Now, after five years of experiments, Zimmerman and his colleagues understand how these processes interact to burn dangerous tastes into memory.

The team had mice drink grape Kool-Aid and, 30 minutes later, injected the rodents with lithium chloride to make them ill. Two days later, they gave the mice grape Kool-Aid again. The team ran many variations on this simple experiment and peeked inside the mice’s brains at each step. In some experiments, the researchers euthanized mice and made their brains transparent to image them in 3-D. In others, the researchers genetically engineered mice so their CGRP neurons could be turned on and off using light and used tiny electrodes to track the activity of small patches of the amygdala while the mice were alive.

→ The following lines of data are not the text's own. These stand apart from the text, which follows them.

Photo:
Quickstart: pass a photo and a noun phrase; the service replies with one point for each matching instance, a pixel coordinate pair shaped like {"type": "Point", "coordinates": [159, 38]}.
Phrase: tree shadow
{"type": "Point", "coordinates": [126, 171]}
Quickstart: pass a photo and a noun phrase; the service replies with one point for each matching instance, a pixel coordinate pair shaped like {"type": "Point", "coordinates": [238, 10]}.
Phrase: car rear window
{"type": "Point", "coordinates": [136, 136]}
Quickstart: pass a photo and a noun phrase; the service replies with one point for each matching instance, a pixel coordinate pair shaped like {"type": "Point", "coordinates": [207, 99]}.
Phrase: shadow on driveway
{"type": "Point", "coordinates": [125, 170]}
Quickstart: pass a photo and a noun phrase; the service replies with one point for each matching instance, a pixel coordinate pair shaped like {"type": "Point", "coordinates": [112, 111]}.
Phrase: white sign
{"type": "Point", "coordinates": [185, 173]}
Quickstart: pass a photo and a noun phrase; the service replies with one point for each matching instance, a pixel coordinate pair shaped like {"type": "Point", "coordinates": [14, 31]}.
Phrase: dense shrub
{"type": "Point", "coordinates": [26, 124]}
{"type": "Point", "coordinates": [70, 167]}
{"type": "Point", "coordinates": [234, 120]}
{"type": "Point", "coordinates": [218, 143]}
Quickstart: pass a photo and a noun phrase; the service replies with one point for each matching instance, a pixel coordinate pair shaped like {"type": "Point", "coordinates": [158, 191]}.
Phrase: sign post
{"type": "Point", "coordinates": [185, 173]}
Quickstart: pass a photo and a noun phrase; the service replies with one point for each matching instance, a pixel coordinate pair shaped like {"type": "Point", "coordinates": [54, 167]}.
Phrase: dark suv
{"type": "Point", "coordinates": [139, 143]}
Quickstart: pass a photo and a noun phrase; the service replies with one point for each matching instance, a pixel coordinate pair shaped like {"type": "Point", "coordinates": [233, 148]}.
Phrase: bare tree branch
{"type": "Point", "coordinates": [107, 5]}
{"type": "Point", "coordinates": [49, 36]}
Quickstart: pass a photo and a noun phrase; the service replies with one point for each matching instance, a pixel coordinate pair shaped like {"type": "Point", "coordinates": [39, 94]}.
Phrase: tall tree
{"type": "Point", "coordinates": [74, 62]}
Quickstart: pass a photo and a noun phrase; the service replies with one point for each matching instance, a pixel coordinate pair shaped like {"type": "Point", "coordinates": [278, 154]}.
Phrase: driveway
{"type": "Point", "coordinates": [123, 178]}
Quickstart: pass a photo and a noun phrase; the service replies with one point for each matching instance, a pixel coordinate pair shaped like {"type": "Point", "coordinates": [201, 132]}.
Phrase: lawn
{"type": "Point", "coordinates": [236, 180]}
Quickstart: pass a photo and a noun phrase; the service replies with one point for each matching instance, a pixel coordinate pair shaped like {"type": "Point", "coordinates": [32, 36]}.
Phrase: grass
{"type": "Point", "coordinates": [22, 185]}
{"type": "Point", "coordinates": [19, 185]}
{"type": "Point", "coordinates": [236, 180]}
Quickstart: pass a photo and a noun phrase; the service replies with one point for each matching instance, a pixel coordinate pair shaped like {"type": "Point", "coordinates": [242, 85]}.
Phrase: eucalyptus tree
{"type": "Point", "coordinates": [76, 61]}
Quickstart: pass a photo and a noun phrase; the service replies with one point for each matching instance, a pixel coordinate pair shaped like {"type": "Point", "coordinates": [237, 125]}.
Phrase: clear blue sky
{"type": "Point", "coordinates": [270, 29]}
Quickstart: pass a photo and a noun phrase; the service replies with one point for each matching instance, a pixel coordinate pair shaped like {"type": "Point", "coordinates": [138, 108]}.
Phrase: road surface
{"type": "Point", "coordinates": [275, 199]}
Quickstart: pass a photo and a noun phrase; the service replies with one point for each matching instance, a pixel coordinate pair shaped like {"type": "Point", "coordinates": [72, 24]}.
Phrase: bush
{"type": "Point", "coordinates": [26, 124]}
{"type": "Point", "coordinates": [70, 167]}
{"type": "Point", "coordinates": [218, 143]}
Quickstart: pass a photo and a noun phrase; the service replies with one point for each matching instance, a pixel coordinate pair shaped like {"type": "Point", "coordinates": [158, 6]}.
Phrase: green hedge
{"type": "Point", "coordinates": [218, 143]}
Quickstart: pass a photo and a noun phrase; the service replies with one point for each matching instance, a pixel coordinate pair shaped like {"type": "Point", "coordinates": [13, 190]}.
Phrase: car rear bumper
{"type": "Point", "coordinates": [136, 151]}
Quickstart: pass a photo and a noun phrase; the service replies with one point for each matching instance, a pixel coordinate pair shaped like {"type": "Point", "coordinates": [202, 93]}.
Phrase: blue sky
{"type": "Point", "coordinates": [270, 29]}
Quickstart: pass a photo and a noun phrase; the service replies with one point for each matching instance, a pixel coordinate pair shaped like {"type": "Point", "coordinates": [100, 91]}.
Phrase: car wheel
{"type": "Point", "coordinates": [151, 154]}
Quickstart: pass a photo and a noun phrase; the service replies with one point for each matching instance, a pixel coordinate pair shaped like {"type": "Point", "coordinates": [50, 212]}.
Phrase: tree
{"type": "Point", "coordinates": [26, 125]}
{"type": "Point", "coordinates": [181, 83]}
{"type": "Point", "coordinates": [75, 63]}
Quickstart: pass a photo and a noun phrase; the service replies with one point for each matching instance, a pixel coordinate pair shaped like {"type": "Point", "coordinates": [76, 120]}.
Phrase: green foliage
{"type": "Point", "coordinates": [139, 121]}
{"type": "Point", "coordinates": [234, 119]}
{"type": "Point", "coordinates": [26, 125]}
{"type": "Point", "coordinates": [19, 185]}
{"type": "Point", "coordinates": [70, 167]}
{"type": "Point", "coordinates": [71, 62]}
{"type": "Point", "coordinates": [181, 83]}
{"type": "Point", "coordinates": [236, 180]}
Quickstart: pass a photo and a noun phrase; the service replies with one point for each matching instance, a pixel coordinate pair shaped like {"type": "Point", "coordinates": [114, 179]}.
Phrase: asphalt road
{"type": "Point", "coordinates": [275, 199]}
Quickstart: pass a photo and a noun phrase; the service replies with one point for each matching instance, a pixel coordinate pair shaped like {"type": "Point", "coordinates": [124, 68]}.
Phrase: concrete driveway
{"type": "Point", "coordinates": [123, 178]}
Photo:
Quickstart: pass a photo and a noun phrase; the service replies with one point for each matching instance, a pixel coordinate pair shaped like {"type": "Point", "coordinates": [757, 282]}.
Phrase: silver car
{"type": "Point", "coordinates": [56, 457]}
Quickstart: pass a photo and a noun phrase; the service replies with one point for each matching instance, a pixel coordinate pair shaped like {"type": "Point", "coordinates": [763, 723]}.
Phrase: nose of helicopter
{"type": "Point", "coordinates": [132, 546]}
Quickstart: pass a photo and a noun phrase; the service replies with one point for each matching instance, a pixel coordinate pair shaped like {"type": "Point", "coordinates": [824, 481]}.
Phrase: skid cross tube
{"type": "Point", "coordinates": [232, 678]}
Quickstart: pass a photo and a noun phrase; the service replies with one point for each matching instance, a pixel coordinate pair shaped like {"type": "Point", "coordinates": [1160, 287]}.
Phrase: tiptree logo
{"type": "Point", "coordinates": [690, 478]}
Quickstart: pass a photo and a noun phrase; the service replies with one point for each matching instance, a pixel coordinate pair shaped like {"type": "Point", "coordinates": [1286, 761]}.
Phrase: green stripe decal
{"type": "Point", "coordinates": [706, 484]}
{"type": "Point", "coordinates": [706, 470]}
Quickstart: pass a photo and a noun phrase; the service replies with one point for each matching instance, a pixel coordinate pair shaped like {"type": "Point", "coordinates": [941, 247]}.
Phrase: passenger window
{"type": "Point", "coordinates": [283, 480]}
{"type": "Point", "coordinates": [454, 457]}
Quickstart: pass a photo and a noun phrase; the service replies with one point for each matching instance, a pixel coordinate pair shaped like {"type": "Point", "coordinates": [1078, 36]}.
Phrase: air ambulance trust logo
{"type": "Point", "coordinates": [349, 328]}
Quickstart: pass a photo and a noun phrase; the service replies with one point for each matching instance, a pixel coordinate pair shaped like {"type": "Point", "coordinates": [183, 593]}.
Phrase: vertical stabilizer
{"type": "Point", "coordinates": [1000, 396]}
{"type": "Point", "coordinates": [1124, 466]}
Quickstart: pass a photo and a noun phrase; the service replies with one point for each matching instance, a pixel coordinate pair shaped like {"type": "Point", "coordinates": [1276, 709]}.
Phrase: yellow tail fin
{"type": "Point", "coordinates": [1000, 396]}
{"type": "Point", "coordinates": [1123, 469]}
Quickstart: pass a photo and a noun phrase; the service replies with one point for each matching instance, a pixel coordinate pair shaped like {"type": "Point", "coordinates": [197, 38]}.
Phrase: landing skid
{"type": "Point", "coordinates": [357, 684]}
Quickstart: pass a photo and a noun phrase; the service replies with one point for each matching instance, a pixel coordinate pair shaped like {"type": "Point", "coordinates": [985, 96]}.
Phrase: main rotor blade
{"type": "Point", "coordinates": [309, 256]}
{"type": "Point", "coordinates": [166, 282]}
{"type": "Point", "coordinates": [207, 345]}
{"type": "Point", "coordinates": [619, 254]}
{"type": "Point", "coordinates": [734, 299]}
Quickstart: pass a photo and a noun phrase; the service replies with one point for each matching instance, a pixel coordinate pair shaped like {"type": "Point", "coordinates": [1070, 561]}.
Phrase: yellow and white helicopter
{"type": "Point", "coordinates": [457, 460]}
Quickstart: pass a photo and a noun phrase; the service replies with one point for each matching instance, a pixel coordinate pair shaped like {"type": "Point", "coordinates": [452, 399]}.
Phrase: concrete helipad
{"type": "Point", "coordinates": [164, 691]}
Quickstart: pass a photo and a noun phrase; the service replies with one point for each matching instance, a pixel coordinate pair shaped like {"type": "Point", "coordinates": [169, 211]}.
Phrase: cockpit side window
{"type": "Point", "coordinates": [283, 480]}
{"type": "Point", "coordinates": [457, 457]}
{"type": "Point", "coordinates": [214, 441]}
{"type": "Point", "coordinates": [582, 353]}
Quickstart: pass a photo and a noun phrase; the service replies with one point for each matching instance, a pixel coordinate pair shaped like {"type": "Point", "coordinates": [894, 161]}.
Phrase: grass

When the mice got sick after drinking grape Kool-Aid for the first time, their CGRP neurons reactivated and dialed up the sensitivity of neurons in the amygdala that represented the flavor. Those same neurons reactivated when the mice encountered grape Kool-Aid again later, suggesting that reinforcement from CGRP neurons helps the amygdala remember dangerous foods. This effect didn’t occur in mice that had tasted grape Kool-Aid before without getting sick; only first-time exposures left a lasting impression. In humans, the novelty that cues us to remember food poisoning could be a bit more complex than taste alone: A spice blend, a new restaurant, or any other unfamiliar element of an eating experience can ick us out.

And the results go beyond food poisoning. While the study was largely motivated by “pure curiosity,” says coauthor Ilana Witten, also a Princeton neuroscientist, “it could be curiosity that’s very relevant to mental health.”

Similar neural circuits might explain why bad new experiences are so memorable in general, Witten says. In addiction and trauma, this phenomenon, known as aversive learning, seems to run awry; the neural circuits supposed to keep us safe end up causing harm. Learning to control those circuits could lead to new treatments.